To compute image saliency scores, we used two state-of-the-art computer vision algorithms designed to predict human fixation time: DeepGaze II (Kümmerer et al., 2016) and Graph-Based Visual Saliency (Harel et al., 2007). Both models aim to predict human fixations of an image, but DeepGaze II is a more recent approach that utilizes a wide range of feature types (i.e., both low-level and high-level visual information) and is trained on human fixation data, while Graph-Based Visual Saliency (GBVS) is a more established method commonly tested by attention researchers, that relies solely on image-computable low-level visual features. Specifically, DeepGaze II predicts fixation time based on features from the VGG-19 deep neural network for object identification combined with a readout network trained for saliency prediction based on human fixations (Kümmerer et al., 2016). In contrast, GBVS is a model that identifies visually dissimilar regions of an image (Harel et al., 2007). We were curious to see whether these two models would perform differently in their predictions of recall and fixation behavior, given current debates on the success of these models in predicting scene semantics (Hayes & Henderson, 2019; Henderson et al., 2021; Pedziwiatr et al., 2021). For both metrics, we obtained saliency heatmaps for each of the stimulus images (see Fig. 8). Object-based saliency was then calculated as the average saliency across the pixels of that object, normalized by the average saliency of the entire image.

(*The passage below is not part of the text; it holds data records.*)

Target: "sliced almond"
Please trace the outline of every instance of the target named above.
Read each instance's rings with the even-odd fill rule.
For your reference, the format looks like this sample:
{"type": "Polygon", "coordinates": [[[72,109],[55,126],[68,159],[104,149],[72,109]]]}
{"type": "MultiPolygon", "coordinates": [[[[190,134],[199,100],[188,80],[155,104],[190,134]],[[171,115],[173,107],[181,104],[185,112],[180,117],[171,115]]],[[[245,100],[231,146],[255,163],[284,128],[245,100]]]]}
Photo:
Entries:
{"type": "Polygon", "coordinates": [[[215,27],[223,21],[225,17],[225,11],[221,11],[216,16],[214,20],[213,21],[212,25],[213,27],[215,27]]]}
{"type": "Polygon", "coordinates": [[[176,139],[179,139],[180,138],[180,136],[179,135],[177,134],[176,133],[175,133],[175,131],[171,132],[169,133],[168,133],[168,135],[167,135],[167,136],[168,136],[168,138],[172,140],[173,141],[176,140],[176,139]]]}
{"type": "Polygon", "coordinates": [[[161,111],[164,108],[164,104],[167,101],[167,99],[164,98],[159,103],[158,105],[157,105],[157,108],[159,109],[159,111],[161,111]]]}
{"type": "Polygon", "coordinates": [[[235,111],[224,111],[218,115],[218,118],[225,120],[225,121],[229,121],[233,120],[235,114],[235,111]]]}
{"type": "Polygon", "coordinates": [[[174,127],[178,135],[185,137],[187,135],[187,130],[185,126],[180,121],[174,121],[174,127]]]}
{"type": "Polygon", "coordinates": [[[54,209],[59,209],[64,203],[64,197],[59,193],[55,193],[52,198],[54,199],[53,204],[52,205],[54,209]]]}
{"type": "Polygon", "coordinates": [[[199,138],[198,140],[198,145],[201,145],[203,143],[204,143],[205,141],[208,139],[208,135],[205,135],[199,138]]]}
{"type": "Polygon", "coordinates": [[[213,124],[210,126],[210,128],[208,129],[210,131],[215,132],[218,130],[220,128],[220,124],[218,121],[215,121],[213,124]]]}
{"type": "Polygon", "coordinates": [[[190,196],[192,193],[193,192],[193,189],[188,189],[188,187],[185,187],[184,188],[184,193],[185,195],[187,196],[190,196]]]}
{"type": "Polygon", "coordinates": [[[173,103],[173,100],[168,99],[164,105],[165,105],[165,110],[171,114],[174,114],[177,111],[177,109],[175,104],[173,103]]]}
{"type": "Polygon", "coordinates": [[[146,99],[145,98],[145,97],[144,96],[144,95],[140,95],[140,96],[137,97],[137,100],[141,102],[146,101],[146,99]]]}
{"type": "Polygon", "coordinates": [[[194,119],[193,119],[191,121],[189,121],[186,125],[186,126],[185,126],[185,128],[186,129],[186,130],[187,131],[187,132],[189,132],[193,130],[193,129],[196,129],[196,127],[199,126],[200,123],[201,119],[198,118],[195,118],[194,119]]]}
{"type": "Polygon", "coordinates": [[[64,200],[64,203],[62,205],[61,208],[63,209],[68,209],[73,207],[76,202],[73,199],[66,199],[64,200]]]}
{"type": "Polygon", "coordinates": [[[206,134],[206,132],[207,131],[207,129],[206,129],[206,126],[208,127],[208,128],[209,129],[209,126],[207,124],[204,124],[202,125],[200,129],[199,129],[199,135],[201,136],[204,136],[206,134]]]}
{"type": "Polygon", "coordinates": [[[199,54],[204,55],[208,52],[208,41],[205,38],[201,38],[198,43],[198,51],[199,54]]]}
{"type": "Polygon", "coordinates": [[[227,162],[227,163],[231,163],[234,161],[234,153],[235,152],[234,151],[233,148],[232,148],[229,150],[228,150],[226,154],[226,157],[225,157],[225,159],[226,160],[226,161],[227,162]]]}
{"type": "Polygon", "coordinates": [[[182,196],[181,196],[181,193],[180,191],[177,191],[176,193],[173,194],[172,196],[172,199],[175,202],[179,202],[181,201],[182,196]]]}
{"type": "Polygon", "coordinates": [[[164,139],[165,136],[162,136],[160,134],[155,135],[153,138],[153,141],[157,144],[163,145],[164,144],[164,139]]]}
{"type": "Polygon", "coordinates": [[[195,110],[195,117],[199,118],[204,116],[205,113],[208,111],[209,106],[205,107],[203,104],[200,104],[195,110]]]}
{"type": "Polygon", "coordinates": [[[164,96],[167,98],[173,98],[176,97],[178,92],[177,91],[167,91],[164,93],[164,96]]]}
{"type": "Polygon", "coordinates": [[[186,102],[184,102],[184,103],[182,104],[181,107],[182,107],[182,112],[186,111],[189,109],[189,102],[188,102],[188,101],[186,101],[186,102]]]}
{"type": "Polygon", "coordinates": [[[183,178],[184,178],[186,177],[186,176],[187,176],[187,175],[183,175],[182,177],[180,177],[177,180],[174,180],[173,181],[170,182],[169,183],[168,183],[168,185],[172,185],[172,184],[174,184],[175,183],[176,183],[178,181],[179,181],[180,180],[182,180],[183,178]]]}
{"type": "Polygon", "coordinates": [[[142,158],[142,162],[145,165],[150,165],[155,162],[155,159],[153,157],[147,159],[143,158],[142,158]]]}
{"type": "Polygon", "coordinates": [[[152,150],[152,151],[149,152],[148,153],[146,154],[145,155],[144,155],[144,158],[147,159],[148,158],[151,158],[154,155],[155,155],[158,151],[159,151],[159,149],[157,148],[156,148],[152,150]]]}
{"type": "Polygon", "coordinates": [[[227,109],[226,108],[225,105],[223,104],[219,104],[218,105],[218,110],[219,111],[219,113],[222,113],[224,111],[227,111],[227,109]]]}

Finally, to generate heatmaps of recall for each image, we calculated a recall score for each object, calculated as the number of participants who drew that object, divided by the number of participants who drew the image containing that object. This allows us to create a heatmap of how well different objects in an image were remembered, that can be directly compared with heatmaps formed from fixation patterns, pen movements, or saliency measures.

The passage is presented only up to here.